Old West tales hold lessons for today

//

The success of the recent Netflix movie “The Harder They Fall” leaves me with mixed feelings.

The movie, which features an all-Black cast as its leads, conjures an unreal story populated by real people. It’s not my favorite Western, but I admire its craftsmanship and commitment to representing the fact that one in four cowboys in the Old West were Black and that Black people made up a significant number of settlers.

It puts the names Rufus Buck, Bill Pickett, Nat Love and Cathey Williams into the zeitgeist. Hopefully, viewers young and old will seek out these characters to find the true stories behind the names.

Another part of my mixed feelings is the concern that it will further glorify gun play as a solution. As an older man, the last thing I want to see is younger men and women encouraged to emulate gunslingers when it comes to resolving conflicts.

Too many people already choose violence as their best — and first — option.

How else can you explain the boar-hunt tactics used by the killers of Ahmaud Arbery? Yes, they were concerned that a series of burglaries had occurred in their community and were on heightened alert over this Black man they thought they’d seen on multiple occasions at a home construction site.

But to grab their guns and jump in trucks to hunt him down?

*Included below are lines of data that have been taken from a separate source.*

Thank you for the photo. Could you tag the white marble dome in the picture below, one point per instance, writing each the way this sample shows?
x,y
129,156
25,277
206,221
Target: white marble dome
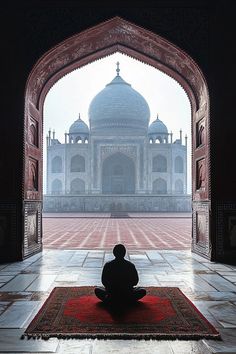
x,y
79,127
119,109
157,127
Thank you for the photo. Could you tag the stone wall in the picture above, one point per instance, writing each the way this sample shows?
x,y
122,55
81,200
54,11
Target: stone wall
x,y
90,203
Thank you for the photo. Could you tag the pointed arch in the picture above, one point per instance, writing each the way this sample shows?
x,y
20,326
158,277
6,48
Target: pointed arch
x,y
119,35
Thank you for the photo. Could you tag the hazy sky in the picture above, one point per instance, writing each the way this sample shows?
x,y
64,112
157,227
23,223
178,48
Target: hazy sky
x,y
73,93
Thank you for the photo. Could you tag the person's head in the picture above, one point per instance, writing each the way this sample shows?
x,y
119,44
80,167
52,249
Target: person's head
x,y
119,251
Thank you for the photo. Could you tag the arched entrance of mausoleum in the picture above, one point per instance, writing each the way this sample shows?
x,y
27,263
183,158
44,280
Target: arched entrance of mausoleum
x,y
116,35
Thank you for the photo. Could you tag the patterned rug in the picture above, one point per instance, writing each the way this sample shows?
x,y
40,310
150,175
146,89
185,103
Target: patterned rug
x,y
75,312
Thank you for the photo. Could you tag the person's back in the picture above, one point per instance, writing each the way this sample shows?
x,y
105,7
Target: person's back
x,y
119,277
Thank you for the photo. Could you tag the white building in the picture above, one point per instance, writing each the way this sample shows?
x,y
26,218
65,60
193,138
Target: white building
x,y
119,159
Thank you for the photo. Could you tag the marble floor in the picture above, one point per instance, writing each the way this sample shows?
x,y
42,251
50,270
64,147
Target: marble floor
x,y
24,286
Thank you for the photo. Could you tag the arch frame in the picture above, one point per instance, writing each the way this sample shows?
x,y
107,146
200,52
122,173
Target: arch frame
x,y
119,35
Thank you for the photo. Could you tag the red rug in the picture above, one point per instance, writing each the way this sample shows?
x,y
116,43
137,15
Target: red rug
x,y
75,312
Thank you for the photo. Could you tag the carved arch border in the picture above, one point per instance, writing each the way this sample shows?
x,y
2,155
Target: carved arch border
x,y
116,35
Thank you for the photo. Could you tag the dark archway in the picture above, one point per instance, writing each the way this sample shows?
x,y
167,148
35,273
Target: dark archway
x,y
118,35
118,175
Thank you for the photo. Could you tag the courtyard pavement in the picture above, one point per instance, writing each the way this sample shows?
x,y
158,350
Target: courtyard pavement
x,y
24,286
100,231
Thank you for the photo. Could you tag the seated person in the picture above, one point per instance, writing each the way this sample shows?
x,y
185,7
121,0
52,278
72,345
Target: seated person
x,y
119,277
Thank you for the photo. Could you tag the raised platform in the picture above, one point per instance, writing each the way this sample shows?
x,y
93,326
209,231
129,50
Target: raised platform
x,y
122,203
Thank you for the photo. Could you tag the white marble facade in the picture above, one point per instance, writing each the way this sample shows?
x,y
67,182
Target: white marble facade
x,y
120,153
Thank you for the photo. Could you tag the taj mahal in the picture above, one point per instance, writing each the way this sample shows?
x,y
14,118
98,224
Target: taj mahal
x,y
120,162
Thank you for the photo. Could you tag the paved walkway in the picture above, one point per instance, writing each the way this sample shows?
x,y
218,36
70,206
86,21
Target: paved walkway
x,y
24,286
139,231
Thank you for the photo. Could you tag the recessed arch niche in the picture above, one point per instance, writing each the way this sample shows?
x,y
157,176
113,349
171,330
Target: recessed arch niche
x,y
119,35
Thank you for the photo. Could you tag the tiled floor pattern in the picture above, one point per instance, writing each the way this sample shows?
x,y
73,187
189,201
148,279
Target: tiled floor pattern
x,y
24,286
71,232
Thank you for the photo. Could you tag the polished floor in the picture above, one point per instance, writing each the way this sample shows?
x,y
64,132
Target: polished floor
x,y
24,286
99,231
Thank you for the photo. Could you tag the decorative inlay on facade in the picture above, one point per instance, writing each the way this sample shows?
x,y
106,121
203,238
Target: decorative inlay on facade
x,y
201,133
32,227
129,36
119,35
201,175
201,241
108,150
8,223
33,132
225,228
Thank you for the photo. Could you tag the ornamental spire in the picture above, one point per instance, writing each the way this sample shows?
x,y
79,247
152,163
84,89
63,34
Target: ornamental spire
x,y
118,69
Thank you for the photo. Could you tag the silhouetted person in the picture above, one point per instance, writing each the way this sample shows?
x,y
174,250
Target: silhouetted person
x,y
119,278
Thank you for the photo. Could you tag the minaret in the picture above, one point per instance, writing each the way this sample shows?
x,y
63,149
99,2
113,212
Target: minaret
x,y
180,136
118,69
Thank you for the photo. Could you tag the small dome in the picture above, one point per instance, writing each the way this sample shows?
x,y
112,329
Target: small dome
x,y
157,127
79,127
119,109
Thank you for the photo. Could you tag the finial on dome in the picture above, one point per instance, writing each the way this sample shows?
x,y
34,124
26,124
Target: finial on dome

They called it a citizen’s arrest, but why bring guns? Why not just rely on the power of numbers? There were at least three of them, compared to one of Arbery. They knew firepower was their leverage. It gave them power to detain him. To threaten him. And when they manufactured an opportunity, to kill him.

It pains me to think none of this would be on the national radar if one of the members of the hunting party hadn’t decided to record the encounter on his cellphone. Why do that? To protect them in case something went wrong (which it did)? Or just to have something to show off?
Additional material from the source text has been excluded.